That is probably not news to anyone who worked with any data. If not, I’m glad you have read the title.
“But we now have all the data science and big data technologies, which solve it, so what you are on about?”
Do you remember some of the movies, where the heroes are trying to find a treasure? They get through a maze to a cave and after overcoming several traps they get to the treasure chest. They grab the top of the chest and slowly open it, with the light shining on our heroes. For whatever reason, there is a light bulb in there. The camera moves inside the chest and you watch several surprised faces looking in. Do you know what the treasure was? The friendship that was created on the way, of course. It was in them the whole time. Unfortunate for Joey whose head was chopped off by a massive axe dropping of the ceiling.

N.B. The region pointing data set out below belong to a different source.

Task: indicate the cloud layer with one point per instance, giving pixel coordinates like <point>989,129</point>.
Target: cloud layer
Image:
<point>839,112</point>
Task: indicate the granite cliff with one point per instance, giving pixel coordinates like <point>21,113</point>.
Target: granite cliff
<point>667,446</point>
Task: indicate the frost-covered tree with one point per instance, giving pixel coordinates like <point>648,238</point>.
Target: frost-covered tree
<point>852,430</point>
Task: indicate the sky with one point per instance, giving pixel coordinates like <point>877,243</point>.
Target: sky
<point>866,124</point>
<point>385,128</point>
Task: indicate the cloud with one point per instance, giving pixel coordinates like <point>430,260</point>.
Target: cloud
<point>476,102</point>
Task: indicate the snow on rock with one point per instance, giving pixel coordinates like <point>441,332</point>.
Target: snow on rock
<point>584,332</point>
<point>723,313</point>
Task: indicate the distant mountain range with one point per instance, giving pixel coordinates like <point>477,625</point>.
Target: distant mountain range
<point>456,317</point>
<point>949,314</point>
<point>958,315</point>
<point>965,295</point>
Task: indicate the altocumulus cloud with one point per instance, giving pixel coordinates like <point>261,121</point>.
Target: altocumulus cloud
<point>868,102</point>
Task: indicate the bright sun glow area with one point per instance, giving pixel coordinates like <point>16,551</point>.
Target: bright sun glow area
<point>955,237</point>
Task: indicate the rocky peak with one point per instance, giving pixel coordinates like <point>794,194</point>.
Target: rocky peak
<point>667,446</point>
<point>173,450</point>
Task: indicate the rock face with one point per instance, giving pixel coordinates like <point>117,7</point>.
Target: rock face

Anyway, where were we? Managing data. Right…
Same for data management. It is in you the whole time and it is unlikely that another technology will sort out your problem. Think about some basic piece of data of yours. For example one of your client’s address. Now take a stab at how many copies of it you have. Is it 1? Maybe 5? What about a thousand? Do you think it’s ridiculous? Maybe.
“We have it in our CRM system and it’s our source of truth, so we have it just once.” How did you obtain the address? Did they send it to you through email? Personal conversation? Or do you have it on a paper contract? How did you get it to the CRM system? Is it from some other system? What is an integration like – manual monthly bulk upload or automated real-time replication?

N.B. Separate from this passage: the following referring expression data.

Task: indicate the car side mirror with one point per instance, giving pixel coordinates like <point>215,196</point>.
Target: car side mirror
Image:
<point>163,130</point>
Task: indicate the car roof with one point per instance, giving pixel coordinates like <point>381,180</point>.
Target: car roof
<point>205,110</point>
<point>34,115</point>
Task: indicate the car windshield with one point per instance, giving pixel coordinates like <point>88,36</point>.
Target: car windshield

All of a sudden, you might have it in email, paper, a bulk upload file stored on a shared file system and staff personal laptop.
Then you might have in your order system, your service desk and some third party that manages shipping. All of those places will have it in a slightly different format. Why? Because every single system and move of data from one place to another was done by different people independently, so it would be real luck to have it consistent everywhere.
Once a while you run a report and an export which you save down or send somewhere. So again, it will be on emails, office365, laptops, mobile phones. Now back up each device on daily basis and you have easily a thousand copies. #winningTheArgument
Now when a client changes address, what happens? Where do you change it? Do you delete and update everything?
No, I don’t want you to modify your backups, calm down.
Or do you do it only in a place where you immediately need to? Does everyone know that they can’t use any of the versions in emails, files and other systems? And same as for any change; a new accidental mistake can be introduced, such as a typo or copy-pasting postcode into an address field and the other way around. So now you might have the address two thousand times in 7 versions while none of them is 100% correct. Post office deals with some typos, so you don’t even have to fix all of the mistakes, do you?
You hire a new administrator – how can they decide which address is correct? Fun, huh?
So there is a lot of people, systems and processes which are fairly independent because they have not been designed around data, but around operational needs, responsibilities and organisational structure. Which, to be fair, makes sense. There is no point in having all shining data when you are not able to ship a toothbrush to your neighbour. You need to make sure that someone orders it from a manufacturer, picks it up and pays for it, puts it to a warehouse, takes the customer’s order, packages it, ships it and delivers it. Plus someone needs to deal with the complaint that the bamboo toothbrush with charcoal fur (or how is it called) does not fix 50 years of neglect in one single movement.
It’s all in your and your hands only.
I went on a completely different tangent than I’ve originally wanted, so there will be some more related posts coming. It’s also been a while and I know my man PD can’t wait to read something.